第19話 鏡と僕
「体力も幼女なのかな?可愛いな。」
ハルちゃんが何か言ってたが睡魔が襲ってきて
僕は眠りに落ちた。
☆☆☆
「お姉ちゃん、起きて起きて」
その声を聞いて意識を朦朧とさせながら起きる
気が付くと妹にだかれていた。
人だかりが出来ていた。
「え?幼女ちゃんと剣姫と和装だって?」
「写真撮らせて」
「うわ、マジでケモミミ生えてるんだ」
「妖怪ちゃん」
「かわいい、誘拐したい」
「なんで釣り堀に?」
プレイヤーが僕目当てで群がってくる。
「お姉ちゃん、逃げるよ!?」
「え?釣りは?」
「また今度でいいよ。ハルは後で家に来て、櫟には悪いけど1回ログアウトする。時間が悪かった。」
どうやらログアウトするらしい。
「幼女ちゃん帰るの?」
「剣姫ぇ」
「もっと見たかったなー」
「俺らが悪いのか?」
「剣姫許さんぞ。」
等と他のプレイヤーからは声が聞こえる。
「お姉ちゃん、ログアウトはメニュー押してログアウトすればいいよ。」
僕はメニューを開くと迷わずログアウトのボタンを押した。
《またのお越しをお待ちしております。》
その文字が現れたあと櫟の部屋に戻った。
☆☆☆
「お姉ちゃん、凄かったね」
「もうこんな初日は懲り懲りだよ。」
本当に懲り懲りである。
「お姉ちゃん、尻尾触らせて」
「いやだ。

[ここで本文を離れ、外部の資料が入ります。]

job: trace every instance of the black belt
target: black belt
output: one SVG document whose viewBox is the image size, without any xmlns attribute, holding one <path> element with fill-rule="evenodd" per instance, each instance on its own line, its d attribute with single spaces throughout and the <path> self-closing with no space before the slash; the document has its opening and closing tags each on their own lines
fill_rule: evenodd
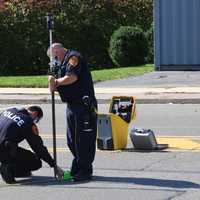
<svg viewBox="0 0 200 200">
<path fill-rule="evenodd" d="M 75 99 L 75 100 L 67 100 L 66 103 L 69 104 L 69 105 L 73 105 L 73 104 L 83 104 L 83 101 L 82 101 L 82 99 L 78 99 L 78 100 Z"/>
</svg>

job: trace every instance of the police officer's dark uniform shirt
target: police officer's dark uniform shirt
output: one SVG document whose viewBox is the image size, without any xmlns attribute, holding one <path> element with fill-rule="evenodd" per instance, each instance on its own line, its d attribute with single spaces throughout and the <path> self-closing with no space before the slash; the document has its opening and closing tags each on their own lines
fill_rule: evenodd
<svg viewBox="0 0 200 200">
<path fill-rule="evenodd" d="M 26 109 L 10 108 L 0 115 L 0 145 L 5 141 L 20 143 L 27 140 L 36 155 L 47 162 L 51 167 L 54 160 L 39 135 L 32 132 L 34 122 Z"/>
<path fill-rule="evenodd" d="M 69 63 L 70 58 L 73 56 L 78 60 L 76 66 Z M 92 77 L 86 61 L 79 52 L 67 50 L 64 62 L 58 72 L 58 78 L 71 74 L 76 75 L 78 79 L 70 85 L 59 86 L 57 88 L 61 100 L 67 103 L 76 103 L 85 95 L 89 96 L 91 100 L 95 100 Z"/>
</svg>

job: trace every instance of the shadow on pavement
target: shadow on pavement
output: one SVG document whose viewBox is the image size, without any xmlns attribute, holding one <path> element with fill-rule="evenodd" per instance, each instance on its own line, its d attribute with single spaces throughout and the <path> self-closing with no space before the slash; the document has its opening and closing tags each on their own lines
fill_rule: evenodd
<svg viewBox="0 0 200 200">
<path fill-rule="evenodd" d="M 18 185 L 24 185 L 24 186 L 74 185 L 77 183 L 82 184 L 87 182 L 88 181 L 80 181 L 80 182 L 58 181 L 52 176 L 32 176 L 26 179 L 17 180 Z"/>
<path fill-rule="evenodd" d="M 94 176 L 94 181 L 113 182 L 113 183 L 132 183 L 137 185 L 158 186 L 168 188 L 200 188 L 200 185 L 190 181 L 182 180 L 164 180 L 152 178 L 132 178 L 132 177 L 108 177 L 108 176 Z"/>
<path fill-rule="evenodd" d="M 31 178 L 18 180 L 19 185 L 24 186 L 50 186 L 50 185 L 75 185 L 84 184 L 84 182 L 73 181 L 57 181 L 54 177 L 50 176 L 32 176 Z M 115 184 L 134 184 L 143 186 L 157 186 L 163 188 L 176 188 L 176 189 L 199 189 L 200 185 L 190 181 L 182 180 L 167 180 L 167 179 L 153 179 L 153 178 L 132 178 L 132 177 L 109 177 L 109 176 L 94 176 L 92 182 L 109 182 Z"/>
</svg>

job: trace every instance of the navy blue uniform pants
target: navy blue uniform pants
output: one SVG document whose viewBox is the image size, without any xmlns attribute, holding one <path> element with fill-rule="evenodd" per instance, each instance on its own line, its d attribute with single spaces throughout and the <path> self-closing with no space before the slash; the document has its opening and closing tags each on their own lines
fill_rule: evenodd
<svg viewBox="0 0 200 200">
<path fill-rule="evenodd" d="M 0 162 L 9 164 L 13 168 L 14 175 L 20 176 L 24 172 L 38 170 L 42 167 L 42 161 L 31 151 L 17 147 L 14 154 L 6 148 L 0 151 Z"/>
<path fill-rule="evenodd" d="M 78 173 L 92 175 L 92 162 L 96 152 L 97 114 L 90 112 L 89 129 L 84 126 L 84 116 L 88 110 L 83 104 L 68 104 L 67 117 L 67 144 L 74 159 L 71 174 Z"/>
</svg>

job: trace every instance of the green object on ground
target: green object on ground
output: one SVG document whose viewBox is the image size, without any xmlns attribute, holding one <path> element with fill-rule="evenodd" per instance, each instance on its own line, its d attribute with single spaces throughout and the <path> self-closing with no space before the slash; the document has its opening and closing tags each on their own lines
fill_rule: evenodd
<svg viewBox="0 0 200 200">
<path fill-rule="evenodd" d="M 70 181 L 70 180 L 72 180 L 72 178 L 73 177 L 71 176 L 69 171 L 64 171 L 64 176 L 63 176 L 64 181 Z"/>
</svg>

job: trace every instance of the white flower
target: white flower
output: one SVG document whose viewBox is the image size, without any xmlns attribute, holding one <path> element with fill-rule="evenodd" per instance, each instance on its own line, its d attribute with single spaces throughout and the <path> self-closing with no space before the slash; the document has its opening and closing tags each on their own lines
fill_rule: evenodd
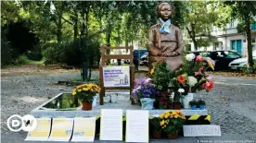
<svg viewBox="0 0 256 143">
<path fill-rule="evenodd" d="M 186 61 L 192 61 L 195 57 L 196 55 L 194 54 L 188 54 L 186 55 Z"/>
<path fill-rule="evenodd" d="M 185 89 L 179 89 L 178 92 L 183 93 L 183 92 L 185 92 Z"/>
<path fill-rule="evenodd" d="M 188 85 L 190 87 L 193 87 L 193 86 L 195 86 L 198 83 L 198 79 L 195 77 L 188 76 L 187 78 L 188 78 Z"/>
</svg>

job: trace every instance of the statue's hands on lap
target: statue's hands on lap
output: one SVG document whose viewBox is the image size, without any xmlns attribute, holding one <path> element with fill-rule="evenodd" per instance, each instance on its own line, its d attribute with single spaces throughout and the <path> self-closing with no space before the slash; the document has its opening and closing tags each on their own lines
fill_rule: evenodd
<svg viewBox="0 0 256 143">
<path fill-rule="evenodd" d="M 171 54 L 172 57 L 173 56 L 178 56 L 178 55 L 180 55 L 180 54 L 178 52 L 175 52 L 175 51 Z"/>
<path fill-rule="evenodd" d="M 165 57 L 167 57 L 168 54 L 167 54 L 166 53 L 160 53 L 160 56 L 165 56 Z"/>
</svg>

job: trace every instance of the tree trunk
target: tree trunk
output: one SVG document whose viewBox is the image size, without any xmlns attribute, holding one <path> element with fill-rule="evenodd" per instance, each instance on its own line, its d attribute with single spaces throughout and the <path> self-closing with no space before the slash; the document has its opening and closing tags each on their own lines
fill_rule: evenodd
<svg viewBox="0 0 256 143">
<path fill-rule="evenodd" d="M 60 15 L 62 17 L 62 14 Z M 58 43 L 61 42 L 61 39 L 62 39 L 62 23 L 61 23 L 61 17 L 58 18 L 58 25 L 57 25 L 57 42 Z"/>
<path fill-rule="evenodd" d="M 73 30 L 74 30 L 74 42 L 77 39 L 78 36 L 78 14 L 77 11 L 75 10 L 75 18 L 74 18 L 74 25 L 73 25 Z"/>
<path fill-rule="evenodd" d="M 252 59 L 252 46 L 251 46 L 251 30 L 250 17 L 246 16 L 246 35 L 247 35 L 247 66 L 250 73 L 253 73 L 253 59 Z"/>
<path fill-rule="evenodd" d="M 108 19 L 108 26 L 107 26 L 107 33 L 106 33 L 106 42 L 107 42 L 107 46 L 110 46 L 110 37 L 111 37 L 111 32 L 112 32 L 112 30 L 111 30 L 111 19 L 110 18 L 109 18 Z M 110 54 L 110 50 L 107 50 L 106 51 L 106 54 Z M 106 65 L 109 66 L 110 64 L 110 60 L 108 59 L 107 62 L 106 62 Z"/>
</svg>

」
「ちぇーなんで」
妹は不機嫌そうな顔でそういう。
「いやだから」
「理由になってないよ!」
尻尾が悪いんだ、毛並みの多い。
もふもふしてそうだ
よく見ると体の半分くらいの大きさはある。
そういえばこの姿での鏡を見てなかった。
「桜、鏡はある?」
「手鏡でいい?」
「どれでもいいよ」
「はい」
渡された鏡に自分と桜を映してみると
後ろ側に映る子供っぽい黒髪黒目の少女、桜と
アニメの登場人物でも滅多に見られない様な…
明らかに人間離れした美しさを持った
さらさらな線の細い光り輝く透けて見える水色の長い髪に
真っ白な白磁の様な肌と
金目銀目オッドアイの双眼輝く綺麗な宝石の様な目
綺麗な晴れた薄空の色の毛並みのいい獣耳尻尾の揺れる
大体5歳くらいの可愛らしい童顔幼女の姿が鏡に映っていた
きょとんとした表情をしていた…
童顔という欠片はあるがほとんど変わってしまった。
獣耳尻尾は多分犬科の類、とはいえ僕ではないと思いたかった。
「お姉ちゃん、世界でもなかなかお目にかかれないレベルだよ。」
桜がそう言った。
水色の髪に金銀オッドアイ、人間離れした美麗さ。
持つ人がいたら見てみたいよ
これじゃ目立つ、僕はもう色々と諦めたい。
「こんなのはぼくじゃない…。」
地味にこの世界を生きてきた僕なんかじゃなくて
誰かに変わって貰えたらいいのに
なんて言葉は言えず喉の奥に飲み込んだ。